ATOZET: ATOZET is contraindicated during pregnancy. Because HMG-CoA reductase inhibitors decrease cholesterol synthesis and possibly the synthesis of other biologically active substances derived from cholesterol, ATOZET may cause fetal harm when administered to pregnant women. ATOZET should be discontinued as soon as pregnancy is recognized [see Contraindications]. Advise females of reproductive potential to use effective contraception during treatment of ATOZET.
Ezetimibe: No clinical data on exposed pregnancies are available. Animal studies of ezetimibe administered alone do not indicate direct or indirect harmful effects with respect to pregnancy, embryonal/fetal development, parturition or postnatal development.
When ezetimibe was given with statins, no teratogenic effects were observed in embryo-fetal development studies in pregnant rats. In pregnant rabbits, a low incidence of skeletal malformations was observed.
Atorvastatin: Limited published data on atorvastatin from observational studies, meta-analyses and case reports have not shown an increased risk of major congenital malformations or miscarriage. Rare reports of congenital anomalies have been received following intrauterine exposure to other HMG-CoA reductase inhibitors.
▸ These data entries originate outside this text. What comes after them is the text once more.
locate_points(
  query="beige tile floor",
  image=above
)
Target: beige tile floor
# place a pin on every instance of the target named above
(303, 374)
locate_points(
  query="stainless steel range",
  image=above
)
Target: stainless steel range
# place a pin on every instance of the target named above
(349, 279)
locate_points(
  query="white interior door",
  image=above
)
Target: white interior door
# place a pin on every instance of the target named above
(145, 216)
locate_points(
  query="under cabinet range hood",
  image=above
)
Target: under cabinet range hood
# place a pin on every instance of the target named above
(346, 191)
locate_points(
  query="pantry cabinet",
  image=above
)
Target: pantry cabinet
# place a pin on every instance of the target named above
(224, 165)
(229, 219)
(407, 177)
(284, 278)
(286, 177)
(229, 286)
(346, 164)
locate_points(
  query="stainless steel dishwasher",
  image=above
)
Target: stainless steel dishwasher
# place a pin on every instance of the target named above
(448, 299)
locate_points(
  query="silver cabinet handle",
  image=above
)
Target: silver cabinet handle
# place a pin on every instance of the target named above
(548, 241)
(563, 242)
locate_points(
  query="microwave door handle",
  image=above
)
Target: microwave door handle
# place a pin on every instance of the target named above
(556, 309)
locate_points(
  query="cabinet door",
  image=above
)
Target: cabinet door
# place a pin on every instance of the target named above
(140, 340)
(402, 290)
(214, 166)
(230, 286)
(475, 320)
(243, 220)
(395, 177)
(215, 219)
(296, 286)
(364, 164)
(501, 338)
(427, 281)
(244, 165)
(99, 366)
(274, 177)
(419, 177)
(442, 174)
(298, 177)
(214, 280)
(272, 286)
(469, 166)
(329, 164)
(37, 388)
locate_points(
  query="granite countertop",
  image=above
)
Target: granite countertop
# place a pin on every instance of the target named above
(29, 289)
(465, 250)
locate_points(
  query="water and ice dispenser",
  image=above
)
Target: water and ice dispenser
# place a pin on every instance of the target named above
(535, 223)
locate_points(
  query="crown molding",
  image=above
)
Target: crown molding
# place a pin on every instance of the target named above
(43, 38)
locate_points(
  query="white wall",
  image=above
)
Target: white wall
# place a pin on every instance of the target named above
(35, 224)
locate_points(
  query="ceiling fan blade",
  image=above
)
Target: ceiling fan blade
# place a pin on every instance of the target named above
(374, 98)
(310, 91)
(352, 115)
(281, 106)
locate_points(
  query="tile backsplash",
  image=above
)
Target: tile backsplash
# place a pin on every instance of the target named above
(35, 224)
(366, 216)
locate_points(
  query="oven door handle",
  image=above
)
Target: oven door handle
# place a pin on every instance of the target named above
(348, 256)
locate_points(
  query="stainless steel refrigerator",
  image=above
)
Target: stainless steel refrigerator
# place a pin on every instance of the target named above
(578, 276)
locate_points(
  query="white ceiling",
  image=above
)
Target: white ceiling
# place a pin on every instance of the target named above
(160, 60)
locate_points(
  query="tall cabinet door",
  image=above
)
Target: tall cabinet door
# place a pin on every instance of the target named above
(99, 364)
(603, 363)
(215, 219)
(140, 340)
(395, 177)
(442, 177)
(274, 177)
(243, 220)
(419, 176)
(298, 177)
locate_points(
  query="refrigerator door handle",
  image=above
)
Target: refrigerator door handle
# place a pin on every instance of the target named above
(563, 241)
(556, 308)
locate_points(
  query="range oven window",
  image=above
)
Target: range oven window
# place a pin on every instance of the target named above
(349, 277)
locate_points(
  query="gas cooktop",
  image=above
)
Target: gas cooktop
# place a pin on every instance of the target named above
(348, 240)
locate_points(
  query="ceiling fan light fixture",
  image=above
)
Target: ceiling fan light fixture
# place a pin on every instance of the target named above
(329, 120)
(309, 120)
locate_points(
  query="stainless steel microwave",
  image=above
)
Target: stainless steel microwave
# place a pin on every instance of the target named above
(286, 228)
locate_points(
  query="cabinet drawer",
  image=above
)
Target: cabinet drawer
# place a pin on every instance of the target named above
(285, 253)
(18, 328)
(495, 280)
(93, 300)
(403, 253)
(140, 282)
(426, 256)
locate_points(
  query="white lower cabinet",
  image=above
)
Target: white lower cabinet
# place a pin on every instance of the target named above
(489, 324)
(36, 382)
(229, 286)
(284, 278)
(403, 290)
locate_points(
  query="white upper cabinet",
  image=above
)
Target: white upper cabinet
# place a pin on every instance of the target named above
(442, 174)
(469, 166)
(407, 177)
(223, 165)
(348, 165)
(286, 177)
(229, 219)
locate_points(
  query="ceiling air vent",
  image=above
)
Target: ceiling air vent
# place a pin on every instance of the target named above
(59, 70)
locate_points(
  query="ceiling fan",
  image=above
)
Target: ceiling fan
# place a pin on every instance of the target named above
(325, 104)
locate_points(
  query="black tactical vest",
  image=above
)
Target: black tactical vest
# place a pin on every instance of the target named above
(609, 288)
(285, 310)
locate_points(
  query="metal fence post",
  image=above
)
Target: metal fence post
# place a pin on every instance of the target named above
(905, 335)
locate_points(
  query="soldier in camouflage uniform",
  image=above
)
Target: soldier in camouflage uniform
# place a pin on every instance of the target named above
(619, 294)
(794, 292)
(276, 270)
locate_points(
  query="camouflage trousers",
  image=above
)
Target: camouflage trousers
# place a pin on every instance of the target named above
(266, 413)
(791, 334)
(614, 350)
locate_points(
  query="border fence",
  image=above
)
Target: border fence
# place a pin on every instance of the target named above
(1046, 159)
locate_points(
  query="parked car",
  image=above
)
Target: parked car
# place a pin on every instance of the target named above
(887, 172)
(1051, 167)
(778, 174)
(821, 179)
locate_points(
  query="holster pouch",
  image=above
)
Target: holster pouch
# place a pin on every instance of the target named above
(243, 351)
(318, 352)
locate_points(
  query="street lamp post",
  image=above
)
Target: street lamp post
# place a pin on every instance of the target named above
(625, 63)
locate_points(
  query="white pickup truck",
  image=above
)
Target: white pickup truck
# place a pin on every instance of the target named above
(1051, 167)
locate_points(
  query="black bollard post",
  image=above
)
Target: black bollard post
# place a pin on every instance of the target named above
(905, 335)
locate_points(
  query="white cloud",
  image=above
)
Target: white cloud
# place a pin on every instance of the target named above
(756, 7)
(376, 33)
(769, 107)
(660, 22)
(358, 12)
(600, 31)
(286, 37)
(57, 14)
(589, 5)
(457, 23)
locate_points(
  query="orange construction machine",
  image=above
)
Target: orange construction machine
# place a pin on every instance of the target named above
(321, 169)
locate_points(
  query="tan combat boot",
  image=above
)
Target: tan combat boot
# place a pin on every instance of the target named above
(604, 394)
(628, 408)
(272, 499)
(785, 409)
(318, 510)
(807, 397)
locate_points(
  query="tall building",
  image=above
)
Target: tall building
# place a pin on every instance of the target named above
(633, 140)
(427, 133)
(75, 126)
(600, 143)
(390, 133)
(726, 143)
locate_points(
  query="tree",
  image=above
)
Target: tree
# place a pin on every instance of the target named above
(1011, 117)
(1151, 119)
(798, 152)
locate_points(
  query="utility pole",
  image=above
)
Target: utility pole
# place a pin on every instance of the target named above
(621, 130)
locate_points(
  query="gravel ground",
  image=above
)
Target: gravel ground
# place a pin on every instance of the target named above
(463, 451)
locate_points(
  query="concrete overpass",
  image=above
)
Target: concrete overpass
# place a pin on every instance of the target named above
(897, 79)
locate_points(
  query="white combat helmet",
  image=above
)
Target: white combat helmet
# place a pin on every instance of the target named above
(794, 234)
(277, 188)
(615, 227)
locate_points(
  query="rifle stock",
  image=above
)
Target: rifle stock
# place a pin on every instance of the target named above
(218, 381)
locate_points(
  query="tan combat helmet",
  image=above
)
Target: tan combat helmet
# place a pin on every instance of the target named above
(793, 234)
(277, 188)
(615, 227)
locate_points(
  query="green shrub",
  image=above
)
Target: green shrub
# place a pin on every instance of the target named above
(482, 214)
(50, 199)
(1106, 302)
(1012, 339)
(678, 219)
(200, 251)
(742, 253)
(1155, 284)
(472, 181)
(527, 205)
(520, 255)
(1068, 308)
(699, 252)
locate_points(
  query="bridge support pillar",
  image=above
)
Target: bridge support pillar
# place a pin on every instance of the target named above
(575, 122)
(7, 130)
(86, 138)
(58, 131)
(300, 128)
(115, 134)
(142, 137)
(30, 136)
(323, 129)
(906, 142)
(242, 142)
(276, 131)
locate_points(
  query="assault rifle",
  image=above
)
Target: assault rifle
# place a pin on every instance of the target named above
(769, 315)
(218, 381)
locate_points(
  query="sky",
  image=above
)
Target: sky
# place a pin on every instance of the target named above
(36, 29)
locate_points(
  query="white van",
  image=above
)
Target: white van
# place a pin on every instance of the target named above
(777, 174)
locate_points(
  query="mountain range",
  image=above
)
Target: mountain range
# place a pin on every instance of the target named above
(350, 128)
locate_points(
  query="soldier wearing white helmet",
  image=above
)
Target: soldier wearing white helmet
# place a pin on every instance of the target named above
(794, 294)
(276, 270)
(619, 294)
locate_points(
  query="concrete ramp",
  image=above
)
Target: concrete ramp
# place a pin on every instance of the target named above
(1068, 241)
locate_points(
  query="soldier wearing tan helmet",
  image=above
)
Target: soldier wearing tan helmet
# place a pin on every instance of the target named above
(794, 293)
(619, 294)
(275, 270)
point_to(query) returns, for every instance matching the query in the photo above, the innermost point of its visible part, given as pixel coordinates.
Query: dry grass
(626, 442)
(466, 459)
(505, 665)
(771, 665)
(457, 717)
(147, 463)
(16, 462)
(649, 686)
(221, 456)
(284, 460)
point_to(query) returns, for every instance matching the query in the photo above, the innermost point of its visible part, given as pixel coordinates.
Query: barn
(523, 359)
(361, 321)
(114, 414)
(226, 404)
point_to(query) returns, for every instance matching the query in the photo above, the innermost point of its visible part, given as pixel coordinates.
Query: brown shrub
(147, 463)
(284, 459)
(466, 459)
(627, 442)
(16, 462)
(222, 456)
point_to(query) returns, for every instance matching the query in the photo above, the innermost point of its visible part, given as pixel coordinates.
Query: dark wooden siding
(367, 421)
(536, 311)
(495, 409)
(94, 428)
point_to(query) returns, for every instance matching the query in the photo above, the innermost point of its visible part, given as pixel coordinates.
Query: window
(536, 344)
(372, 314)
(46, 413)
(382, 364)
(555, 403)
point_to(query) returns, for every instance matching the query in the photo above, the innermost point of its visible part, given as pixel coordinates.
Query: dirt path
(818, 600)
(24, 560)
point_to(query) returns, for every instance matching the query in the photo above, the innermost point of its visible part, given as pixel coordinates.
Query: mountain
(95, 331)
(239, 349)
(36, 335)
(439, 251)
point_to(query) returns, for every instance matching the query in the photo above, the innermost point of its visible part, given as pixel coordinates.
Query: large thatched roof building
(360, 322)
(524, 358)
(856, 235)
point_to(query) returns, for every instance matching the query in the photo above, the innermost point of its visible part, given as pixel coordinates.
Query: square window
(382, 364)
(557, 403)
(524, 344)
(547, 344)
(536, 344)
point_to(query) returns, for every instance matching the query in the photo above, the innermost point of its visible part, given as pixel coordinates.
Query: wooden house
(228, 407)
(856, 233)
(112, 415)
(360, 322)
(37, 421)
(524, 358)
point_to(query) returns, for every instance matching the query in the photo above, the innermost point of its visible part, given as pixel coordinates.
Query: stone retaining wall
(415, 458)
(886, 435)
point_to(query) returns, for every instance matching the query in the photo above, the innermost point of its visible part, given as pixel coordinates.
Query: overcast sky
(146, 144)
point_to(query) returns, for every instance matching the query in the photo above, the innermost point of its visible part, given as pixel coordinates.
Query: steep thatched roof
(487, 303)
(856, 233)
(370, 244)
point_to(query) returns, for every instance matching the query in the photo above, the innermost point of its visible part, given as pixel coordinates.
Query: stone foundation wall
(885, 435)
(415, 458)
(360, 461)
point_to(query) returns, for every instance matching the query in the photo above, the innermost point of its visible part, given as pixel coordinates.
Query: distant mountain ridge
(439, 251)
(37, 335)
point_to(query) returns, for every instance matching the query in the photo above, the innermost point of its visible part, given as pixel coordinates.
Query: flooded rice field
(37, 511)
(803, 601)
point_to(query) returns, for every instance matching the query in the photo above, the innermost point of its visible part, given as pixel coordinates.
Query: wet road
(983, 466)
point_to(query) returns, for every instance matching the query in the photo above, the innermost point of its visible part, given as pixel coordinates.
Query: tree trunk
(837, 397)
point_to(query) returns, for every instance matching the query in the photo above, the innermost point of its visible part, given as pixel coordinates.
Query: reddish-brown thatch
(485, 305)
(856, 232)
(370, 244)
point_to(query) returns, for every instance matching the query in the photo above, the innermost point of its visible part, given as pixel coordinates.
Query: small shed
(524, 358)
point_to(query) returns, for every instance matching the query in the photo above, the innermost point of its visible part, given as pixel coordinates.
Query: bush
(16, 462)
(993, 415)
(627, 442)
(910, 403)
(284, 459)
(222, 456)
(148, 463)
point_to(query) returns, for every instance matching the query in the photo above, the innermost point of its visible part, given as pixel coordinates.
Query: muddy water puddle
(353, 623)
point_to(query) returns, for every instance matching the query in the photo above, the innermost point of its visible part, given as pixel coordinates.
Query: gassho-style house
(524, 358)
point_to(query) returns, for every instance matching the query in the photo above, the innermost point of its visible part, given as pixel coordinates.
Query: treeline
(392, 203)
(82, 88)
In a review of approximately 100 prospectively followed pregnancies in women exposed to simvastatin or lovastatin, the incidences of congenital anomalies, spontaneous abortions, and fetal deaths/stillbirths did not exceed what would be expected in the general population. The number of cases is adequate to exclude a greater than or equal to three-to-four-fold increase in congenital anomalies over background incidence. In 89% of the prospectively followed pregnancies, drug treatment was initiated prior to pregnancy and was discontinued at some point in the first trimester when pregnancy was identified.
In animal reproduction studies in rats and rabbits there was no evidence of embryo-fetal toxicity or congenital malformations at doses up to 30 and 20 times, respectively, the human exposure at the maximum recommended human dose (MRHD) of 80 mg, based on body surface area (mg/m2). In rats administered atorvastatin during gestation and lactation, decreased postnatal growth and development was observed at doses ≥6 times the MRHD.
Nursing Mothers: ATOZET: ATOZET is contraindicated in nursing mothers. Because of the potential for serious adverse reactions in a breastfed infant, women who are nursing should not take ATOZET.
Ezetimibe: Studies in rats have shown that ezetimibe and atorvastatin are excreted in milk. It is not known whether ezetimibe is excreted into human breast milk.
Atorvastatin: There is no available information on the effects of atorvastatin on the breastfed infant or the effects of atorvastatin on milk production. It is not known whether atorvastatin is present in human milk, but it has been shown that another drug in this class passes into human milk and atorvastatin is present in rat milk.